Heerlijk dat regelen. We doen het samen, mijn broers en ik en dat geeft me een fijn gevoel. En het houdt me weg bij waar ik niet naar toe wil. Ik bel Annerie van de uitvaartonderneming, heb overleg met mijn broers, fiets naar mijn moeder met de liturgie voor de afscheidsdienst, zing alle liedjes met haar en samen kopen we een mooie outfit voor de begrafenis. ‘Ik ga in het rood’, zegt ze beslist. ‘Dat was zijn lievelingskleur’. We vinden een mooi zacht rood colbert. En een fijne trui. Ze ziet er mooi uit.

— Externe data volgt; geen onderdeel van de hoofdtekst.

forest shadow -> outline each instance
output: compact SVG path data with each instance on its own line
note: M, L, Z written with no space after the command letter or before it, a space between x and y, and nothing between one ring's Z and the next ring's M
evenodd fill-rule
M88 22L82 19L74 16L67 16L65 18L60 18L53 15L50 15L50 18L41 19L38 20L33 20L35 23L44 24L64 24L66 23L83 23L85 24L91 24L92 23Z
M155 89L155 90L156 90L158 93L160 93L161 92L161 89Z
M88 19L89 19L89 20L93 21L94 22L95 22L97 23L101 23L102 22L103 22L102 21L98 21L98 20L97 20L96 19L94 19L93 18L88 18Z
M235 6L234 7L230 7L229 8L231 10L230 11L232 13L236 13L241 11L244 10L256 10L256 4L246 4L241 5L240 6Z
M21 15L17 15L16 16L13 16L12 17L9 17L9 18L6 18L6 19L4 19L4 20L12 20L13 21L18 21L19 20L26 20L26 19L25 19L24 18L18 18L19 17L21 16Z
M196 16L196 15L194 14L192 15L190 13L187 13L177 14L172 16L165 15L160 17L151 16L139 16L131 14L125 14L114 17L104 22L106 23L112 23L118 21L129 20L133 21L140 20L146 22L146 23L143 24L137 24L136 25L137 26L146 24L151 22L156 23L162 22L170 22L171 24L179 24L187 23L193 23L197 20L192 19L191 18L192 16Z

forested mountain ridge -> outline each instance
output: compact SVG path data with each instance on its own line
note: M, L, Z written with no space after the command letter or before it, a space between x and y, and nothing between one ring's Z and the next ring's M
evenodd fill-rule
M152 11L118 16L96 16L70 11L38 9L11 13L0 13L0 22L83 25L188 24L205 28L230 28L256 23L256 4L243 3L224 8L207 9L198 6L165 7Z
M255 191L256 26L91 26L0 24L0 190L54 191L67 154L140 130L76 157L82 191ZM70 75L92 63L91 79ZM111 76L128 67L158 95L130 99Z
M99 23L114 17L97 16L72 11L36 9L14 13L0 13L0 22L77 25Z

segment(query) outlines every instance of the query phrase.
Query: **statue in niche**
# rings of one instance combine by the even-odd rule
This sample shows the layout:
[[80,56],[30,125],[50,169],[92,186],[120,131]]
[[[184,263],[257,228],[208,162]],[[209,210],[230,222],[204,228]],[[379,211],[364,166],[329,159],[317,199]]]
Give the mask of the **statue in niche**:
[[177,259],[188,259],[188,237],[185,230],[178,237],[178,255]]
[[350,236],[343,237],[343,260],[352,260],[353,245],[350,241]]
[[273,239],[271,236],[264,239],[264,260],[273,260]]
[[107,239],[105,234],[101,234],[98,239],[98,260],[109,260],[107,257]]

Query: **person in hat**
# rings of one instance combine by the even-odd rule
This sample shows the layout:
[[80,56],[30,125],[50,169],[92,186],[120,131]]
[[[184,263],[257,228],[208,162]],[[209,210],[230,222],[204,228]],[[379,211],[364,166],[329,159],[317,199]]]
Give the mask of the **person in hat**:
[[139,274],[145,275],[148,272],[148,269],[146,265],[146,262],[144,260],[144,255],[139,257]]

Toen ze hem vlak na zijn dood zag, nu enkele weken geleden, stortte ze in. Ze zag mijn broer, mijn lieve oudste broer met het syndroom van Down, opgebaard op bed liggen. Haar oudste kind was overleden. Ze gaf hem een laatste kus en zei dat ze blij was dat ze hem had overleefd. ‘Zo wilde ik het’, vertelde ze. ‘Ik wilde niet dat hij alleen zou achterblijven’. Maar ik had het haar graag bespaard, dit grote verdriet.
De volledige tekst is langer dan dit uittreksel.